On rotation distance between binary coupling trees and applications for 3nj-coefficients Original Research Article

Generalized recoupling coefficients or 3nj-coefficients for a Lie algebra (with su(2), the Lie algebra for the quantum theory of angular momentum, as generic example) can always be expressed as multiple sums over products of Racah coefficients (i.e. 6j-coefficients). In general there exist many such expressions; we say that such an expression is optimal if the number of Racah coefficients in such a product (and, correlated, the number of summation indices) is minimal. The problem of finding an optimal expression for a given 3nj-coefficient is equivalent to finding a shortest path in a graph Gn. The vertices of this graph Gn consist of binary coupling trees, representing the coupling schemes in the bra/kets of the 3nj-coefficients.
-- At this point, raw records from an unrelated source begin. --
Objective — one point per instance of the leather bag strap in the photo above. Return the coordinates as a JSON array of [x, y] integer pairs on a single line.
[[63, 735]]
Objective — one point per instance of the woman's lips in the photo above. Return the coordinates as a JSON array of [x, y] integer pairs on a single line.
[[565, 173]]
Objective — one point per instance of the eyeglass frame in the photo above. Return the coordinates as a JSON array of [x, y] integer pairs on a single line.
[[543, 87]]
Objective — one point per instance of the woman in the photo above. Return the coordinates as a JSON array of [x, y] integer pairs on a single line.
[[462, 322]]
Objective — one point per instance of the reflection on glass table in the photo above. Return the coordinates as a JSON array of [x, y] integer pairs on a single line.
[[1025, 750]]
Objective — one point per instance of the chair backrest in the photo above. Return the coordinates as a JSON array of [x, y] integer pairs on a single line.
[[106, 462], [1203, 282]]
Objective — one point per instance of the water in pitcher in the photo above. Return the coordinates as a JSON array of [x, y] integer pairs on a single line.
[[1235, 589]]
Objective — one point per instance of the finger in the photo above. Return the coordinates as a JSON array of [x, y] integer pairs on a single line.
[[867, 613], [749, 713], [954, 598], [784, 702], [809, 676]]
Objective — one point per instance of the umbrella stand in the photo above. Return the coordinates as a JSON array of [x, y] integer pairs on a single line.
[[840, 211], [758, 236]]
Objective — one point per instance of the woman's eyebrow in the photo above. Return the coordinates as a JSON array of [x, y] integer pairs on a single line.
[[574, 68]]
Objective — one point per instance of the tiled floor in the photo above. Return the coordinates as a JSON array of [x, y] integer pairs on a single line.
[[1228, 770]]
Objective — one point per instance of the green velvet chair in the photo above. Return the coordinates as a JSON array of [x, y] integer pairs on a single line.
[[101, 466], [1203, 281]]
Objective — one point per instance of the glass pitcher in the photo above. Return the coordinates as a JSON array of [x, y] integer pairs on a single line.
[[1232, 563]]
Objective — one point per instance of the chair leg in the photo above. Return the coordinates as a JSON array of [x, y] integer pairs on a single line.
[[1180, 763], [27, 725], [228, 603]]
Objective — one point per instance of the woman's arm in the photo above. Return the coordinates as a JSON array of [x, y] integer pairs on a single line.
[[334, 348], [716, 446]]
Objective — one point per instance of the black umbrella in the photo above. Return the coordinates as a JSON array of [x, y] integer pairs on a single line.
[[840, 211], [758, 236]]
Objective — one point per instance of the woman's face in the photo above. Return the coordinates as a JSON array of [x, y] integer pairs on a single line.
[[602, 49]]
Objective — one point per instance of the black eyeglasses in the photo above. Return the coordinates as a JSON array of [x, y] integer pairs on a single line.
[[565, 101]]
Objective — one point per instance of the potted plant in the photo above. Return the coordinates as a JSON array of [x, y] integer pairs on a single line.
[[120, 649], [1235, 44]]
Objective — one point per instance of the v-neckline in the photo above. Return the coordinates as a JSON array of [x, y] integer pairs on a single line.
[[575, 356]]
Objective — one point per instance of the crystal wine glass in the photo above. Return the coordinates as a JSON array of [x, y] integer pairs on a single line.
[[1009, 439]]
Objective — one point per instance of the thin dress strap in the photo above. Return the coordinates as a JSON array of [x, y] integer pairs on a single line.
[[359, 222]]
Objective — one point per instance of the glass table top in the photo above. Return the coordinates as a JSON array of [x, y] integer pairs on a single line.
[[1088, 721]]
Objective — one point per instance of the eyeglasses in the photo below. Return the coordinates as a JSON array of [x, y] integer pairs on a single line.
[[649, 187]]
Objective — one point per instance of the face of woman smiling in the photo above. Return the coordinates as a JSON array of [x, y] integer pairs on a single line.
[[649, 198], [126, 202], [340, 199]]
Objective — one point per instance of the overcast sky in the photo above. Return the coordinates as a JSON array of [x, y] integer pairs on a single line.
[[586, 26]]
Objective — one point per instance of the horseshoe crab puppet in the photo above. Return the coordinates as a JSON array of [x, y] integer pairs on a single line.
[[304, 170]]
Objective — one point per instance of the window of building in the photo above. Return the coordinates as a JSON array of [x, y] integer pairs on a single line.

This is the graph of rooted (unordered) binary trees with labelled leaves, and has order (2n − 1)!!. As the order increases so rapidly, finding a shortest path is computationally achievable only for n < 11. We present some mathematical tools to compute or estimate the length of such shortest paths between binary coupling trees. The diameter of Gn is determined explicitly up to n < 11, and it is shown to grow like n log(n). Thus for n large enough, the number of Racah coefficients in the expansion of a 3nj-coefficient is of order nlog(n). We also show that this problem in Racah—Wigner theory is equivalent to a problem in mathematical biology, where one is concerned with the quantitative comparison of classifications or dendrograms. From this context, some algorithms for approximating the shortest path can be deduced.